Reasonable suspicion is

“ ‘a less demanding standard than probable cause not only in the sense that reasonable suspicion can be established with information that is different in quantity or content than that required to establish probable cause, but also in the sense that reasonable suspicion can arise from information that is less reliable than that required to show probable cause․ Reasonable suspicion, like probable cause, is dependent upon both the content of information possessed by police and its degree of reliability.   Both factors-quantity and quality-are considered in the “totality of the circumstances-the whole picture” [citation omitted] that must be taken into account when evaluating whether there is reasonable suspicion.’  Alabama v. White, 496 U.S. 325, 330, 110 S.Ct. 2412, 110 L.Ed.2d 301 (1990).”  State v. Slater, 267 Kan. 694, 697, 986 P.2d 1038 (1999).

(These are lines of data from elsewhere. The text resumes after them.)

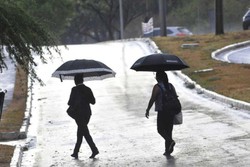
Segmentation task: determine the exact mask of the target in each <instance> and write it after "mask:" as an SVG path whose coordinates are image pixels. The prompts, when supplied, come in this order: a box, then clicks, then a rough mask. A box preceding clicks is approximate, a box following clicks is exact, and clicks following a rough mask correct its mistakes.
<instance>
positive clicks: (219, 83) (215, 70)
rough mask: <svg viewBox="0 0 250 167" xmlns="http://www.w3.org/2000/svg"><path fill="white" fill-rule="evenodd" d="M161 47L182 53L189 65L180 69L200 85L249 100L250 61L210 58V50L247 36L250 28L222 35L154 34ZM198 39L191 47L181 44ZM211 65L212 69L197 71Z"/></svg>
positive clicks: (208, 88) (236, 96)
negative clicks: (229, 63) (240, 61)
mask: <svg viewBox="0 0 250 167" xmlns="http://www.w3.org/2000/svg"><path fill="white" fill-rule="evenodd" d="M153 40H154V41H155V42H156V44H157V45H158V47H159V48H160V50H161V51H162V52H164V53H171V54H175V55H177V56H179V57H181V58H182V59H183V60H184V61H185V62H186V63H187V64H188V65H189V66H190V68H188V69H184V70H182V71H183V73H185V74H186V75H188V76H189V77H190V78H191V79H192V80H194V81H196V82H197V83H198V84H200V85H201V86H202V87H204V88H206V89H208V90H211V91H215V92H217V93H219V94H222V95H225V96H228V97H231V98H235V99H238V100H242V101H245V102H250V77H249V74H250V65H242V64H229V63H225V62H220V61H217V60H213V59H212V58H211V53H212V52H213V51H215V50H217V49H220V48H222V47H224V46H227V45H230V44H234V43H238V42H243V41H247V40H250V31H244V32H234V33H226V34H225V35H218V36H216V35H214V34H207V35H193V36H190V37H156V38H153ZM188 43H198V44H199V46H198V47H195V48H190V49H183V48H181V45H182V44H188ZM209 68H212V69H213V71H209V72H201V73H196V72H195V71H197V70H202V69H209Z"/></svg>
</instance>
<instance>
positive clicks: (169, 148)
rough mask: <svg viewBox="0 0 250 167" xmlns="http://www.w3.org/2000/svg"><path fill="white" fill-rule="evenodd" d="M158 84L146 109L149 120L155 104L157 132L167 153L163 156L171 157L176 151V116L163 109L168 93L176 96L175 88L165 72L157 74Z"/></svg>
mask: <svg viewBox="0 0 250 167" xmlns="http://www.w3.org/2000/svg"><path fill="white" fill-rule="evenodd" d="M156 80H157V82H158V83H157V84H155V85H154V87H153V91H152V94H151V98H150V100H149V103H148V107H147V109H146V114H145V116H146V118H149V110H150V109H151V107H152V105H153V103H155V111H156V112H158V113H157V131H158V133H159V134H160V135H161V136H162V137H163V138H164V140H165V152H164V154H163V155H165V156H167V157H168V156H170V154H171V153H172V152H173V151H174V146H175V141H174V140H173V138H172V131H173V120H174V114H173V113H172V112H171V111H168V110H165V109H164V107H163V103H164V101H163V99H164V98H163V96H164V93H165V92H167V93H168V94H170V92H172V93H173V94H175V96H176V97H178V96H177V94H176V91H175V88H174V86H173V85H172V84H171V83H169V82H168V76H167V74H166V73H165V72H164V71H159V72H156Z"/></svg>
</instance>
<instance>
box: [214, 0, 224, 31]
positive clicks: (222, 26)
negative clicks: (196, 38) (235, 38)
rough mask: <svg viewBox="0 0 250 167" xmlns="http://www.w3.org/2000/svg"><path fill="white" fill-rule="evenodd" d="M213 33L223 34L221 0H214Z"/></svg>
mask: <svg viewBox="0 0 250 167" xmlns="http://www.w3.org/2000/svg"><path fill="white" fill-rule="evenodd" d="M215 34H216V35H221V34H224V27H223V0H215Z"/></svg>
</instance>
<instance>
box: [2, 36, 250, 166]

 Although police officers must have more than an inchoate and unparticularized suspicion or hunch, the level of suspicion is much less than a preponderance of the evidence standard.   Police officers need only have a minimal level of objective justification to make the stop.  State v. Steen, 28 Kan.App.2d 214, 217, 13 P.3d 922 (2000).

 Even with the lesser requirements of the reasonable suspicion standard, the trial court properly determined that there were no articulable facts which create a suspicion that Davenport was driving while under the influence or was involved in any other criminal activity.   Even if we combine the knowledge of Henderson and Miller, the only facts suggestive of unusual conduct are that Davenport had alcohol on his breath and that he stated he was walking.   Neither of these facts by themselves or together create a reasonable suspicion that justified Miller stopping Davenport in the absence of some indication that he was intoxicated and too impaired to drive.

The City cites many cases to bolster its argument that the stop was proper.   In each situation where the court found the stop to be proper, however, there were some facts which indicated that the defendant had engaged in some illegal activity prior to being stopped.   Here, no such facts exist.   Alcohol on one's breath alone does not provide a reasonable suspicion to support a stop, nor does the statement by Davenport that he was walking.


JOHN J. BUKATY, Jr., District Judge, assigned.